I became convinced that the “I’m bored/I don’t know what to do” phase was born of having come from their city lives, devoid of long stretches of empty space in which they were thrust back upon themselves and their own interests. The prospect of my sons spending their entire childhoods not intimately knowing the itch and burn of their own desire and interest terrified me. What does it do to a little human to be weaned onto a life that consists of managed time, and tasks to be completed?
It was the horror of this vision – the long term impact of marching to the beat of someone else’s drum – combined with my sheer delight in seeing them encounter and run with their own curiosity, that gave me the motivation I needed to dismantle a life in full swing: to wind-down my psychotherapy practice, take the kids out of school, pack up the house, and head for the hills of Wild Dog Valley. And so it was that we left the city at the end of 2015, armed with little more than a deep curiosity and enthusiasm about what might happen to kids left to their own devices for the better part of a year in the woods.
Fast-forward eight months, and I’m standing at the door of the barn. It’s dinner-time and the sun is going down. We haven’t seen the five kids for over four hours. I ‘cooee!’ a couple of times, and then eventually hear their voices – their tinkling conversation. I walk towards the sound and wait. Coming around the bend of the creek about eighty metres away I am met with a vision that fills my heart with joy. The five of them are walking fully clothed, backpacks on, in the creek, water up their belly buttons. In little five-year-old Ilaria’s case, the water is up to her neck. Their faces are sunburnt red and ruddy beneath a layer of dirt. Their smiles are broad as they greet me.
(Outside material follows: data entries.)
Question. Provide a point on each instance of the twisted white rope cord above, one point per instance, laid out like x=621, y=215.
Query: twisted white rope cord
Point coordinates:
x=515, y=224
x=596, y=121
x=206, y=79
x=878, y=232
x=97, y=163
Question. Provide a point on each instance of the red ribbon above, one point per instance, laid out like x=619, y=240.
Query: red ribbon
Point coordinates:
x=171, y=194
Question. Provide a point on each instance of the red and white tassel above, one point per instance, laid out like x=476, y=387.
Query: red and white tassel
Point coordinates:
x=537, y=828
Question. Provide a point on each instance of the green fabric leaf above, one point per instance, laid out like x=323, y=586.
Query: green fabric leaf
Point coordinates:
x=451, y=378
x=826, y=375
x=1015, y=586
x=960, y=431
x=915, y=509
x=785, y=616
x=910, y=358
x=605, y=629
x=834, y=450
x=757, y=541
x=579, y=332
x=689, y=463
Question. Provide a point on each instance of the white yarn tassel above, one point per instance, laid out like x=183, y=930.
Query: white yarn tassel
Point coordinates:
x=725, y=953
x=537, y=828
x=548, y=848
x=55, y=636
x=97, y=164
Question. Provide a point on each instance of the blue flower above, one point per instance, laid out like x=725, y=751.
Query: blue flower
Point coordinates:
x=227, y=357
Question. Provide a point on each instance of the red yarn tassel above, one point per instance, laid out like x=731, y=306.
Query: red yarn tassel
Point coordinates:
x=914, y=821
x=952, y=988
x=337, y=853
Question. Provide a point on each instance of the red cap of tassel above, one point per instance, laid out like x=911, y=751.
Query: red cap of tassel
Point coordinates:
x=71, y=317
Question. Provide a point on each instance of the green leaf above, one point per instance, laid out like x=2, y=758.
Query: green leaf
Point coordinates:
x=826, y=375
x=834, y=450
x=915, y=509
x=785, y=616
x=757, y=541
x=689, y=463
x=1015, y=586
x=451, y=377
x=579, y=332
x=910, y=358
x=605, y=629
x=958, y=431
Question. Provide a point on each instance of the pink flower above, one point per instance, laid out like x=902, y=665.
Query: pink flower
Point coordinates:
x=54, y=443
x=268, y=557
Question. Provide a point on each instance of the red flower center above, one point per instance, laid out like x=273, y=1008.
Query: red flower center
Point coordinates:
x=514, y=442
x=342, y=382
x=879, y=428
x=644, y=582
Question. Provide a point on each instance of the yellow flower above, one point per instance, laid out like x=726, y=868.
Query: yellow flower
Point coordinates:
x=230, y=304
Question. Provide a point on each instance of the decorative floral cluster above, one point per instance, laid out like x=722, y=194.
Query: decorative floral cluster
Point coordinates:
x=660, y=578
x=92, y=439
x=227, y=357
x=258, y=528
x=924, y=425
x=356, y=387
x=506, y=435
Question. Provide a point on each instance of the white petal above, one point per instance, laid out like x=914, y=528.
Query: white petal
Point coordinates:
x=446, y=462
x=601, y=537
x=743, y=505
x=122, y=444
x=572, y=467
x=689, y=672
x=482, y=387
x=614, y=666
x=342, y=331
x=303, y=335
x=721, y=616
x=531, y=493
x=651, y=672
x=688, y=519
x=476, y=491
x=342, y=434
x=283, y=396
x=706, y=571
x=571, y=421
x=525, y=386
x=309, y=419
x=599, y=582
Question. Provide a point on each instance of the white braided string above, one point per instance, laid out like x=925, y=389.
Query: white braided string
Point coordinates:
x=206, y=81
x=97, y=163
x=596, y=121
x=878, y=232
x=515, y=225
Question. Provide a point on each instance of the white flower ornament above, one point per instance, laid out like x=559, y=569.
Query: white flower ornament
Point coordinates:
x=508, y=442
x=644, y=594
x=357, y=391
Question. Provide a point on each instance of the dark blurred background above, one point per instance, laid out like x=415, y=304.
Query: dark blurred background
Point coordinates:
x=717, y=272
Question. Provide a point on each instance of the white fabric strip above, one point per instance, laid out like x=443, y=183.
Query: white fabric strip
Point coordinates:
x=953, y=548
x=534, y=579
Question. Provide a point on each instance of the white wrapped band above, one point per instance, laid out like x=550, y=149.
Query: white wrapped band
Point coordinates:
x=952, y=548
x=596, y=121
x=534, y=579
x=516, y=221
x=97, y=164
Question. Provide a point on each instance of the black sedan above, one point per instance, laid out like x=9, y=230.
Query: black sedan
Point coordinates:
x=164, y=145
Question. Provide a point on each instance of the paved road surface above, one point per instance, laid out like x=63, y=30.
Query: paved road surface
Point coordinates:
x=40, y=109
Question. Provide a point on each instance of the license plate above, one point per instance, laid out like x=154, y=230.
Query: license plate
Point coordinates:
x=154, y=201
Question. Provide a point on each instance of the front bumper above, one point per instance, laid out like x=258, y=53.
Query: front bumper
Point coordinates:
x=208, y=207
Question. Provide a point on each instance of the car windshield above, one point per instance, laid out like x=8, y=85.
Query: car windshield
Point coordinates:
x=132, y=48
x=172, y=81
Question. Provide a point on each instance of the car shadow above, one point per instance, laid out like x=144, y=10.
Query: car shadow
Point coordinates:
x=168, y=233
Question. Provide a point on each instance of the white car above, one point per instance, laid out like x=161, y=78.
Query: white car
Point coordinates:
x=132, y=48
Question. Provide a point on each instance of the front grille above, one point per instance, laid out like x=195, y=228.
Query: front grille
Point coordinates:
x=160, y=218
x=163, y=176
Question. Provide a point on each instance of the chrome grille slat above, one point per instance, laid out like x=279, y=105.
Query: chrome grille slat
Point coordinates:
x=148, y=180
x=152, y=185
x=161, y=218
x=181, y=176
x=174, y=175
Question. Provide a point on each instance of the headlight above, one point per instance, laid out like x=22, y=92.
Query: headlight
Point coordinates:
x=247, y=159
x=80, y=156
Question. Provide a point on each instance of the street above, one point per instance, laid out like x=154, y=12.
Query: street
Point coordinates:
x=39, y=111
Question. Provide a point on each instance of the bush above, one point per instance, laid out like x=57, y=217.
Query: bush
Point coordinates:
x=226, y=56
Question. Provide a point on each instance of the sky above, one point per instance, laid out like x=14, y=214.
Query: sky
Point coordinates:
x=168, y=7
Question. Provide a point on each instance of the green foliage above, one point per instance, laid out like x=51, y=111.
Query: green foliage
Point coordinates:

So much that was good about our year away is captured in those full smiles and that hearty greeting. Their faces and voices are bright, proud, unconcerned, and responsible. They are not school children, managed and corralled day after day, looking to me for instruction, praise or censure. They are at ease, quietly confident, carrying themselves with self-knowledge and self-assurance. This is the gift of a year without school.
We have returned to the city now, and that is another story altogether. But whatever happens from here on out, I feel at peace knowing that their little bodies and bones know the taste of freedom and self-determination. They know that there is life beyond externally imposed schedules. They know that beneath all of the noise and activity that fills their days, is a burning curiosity and desire that is all their own.
Every child ought spend a year in the woods.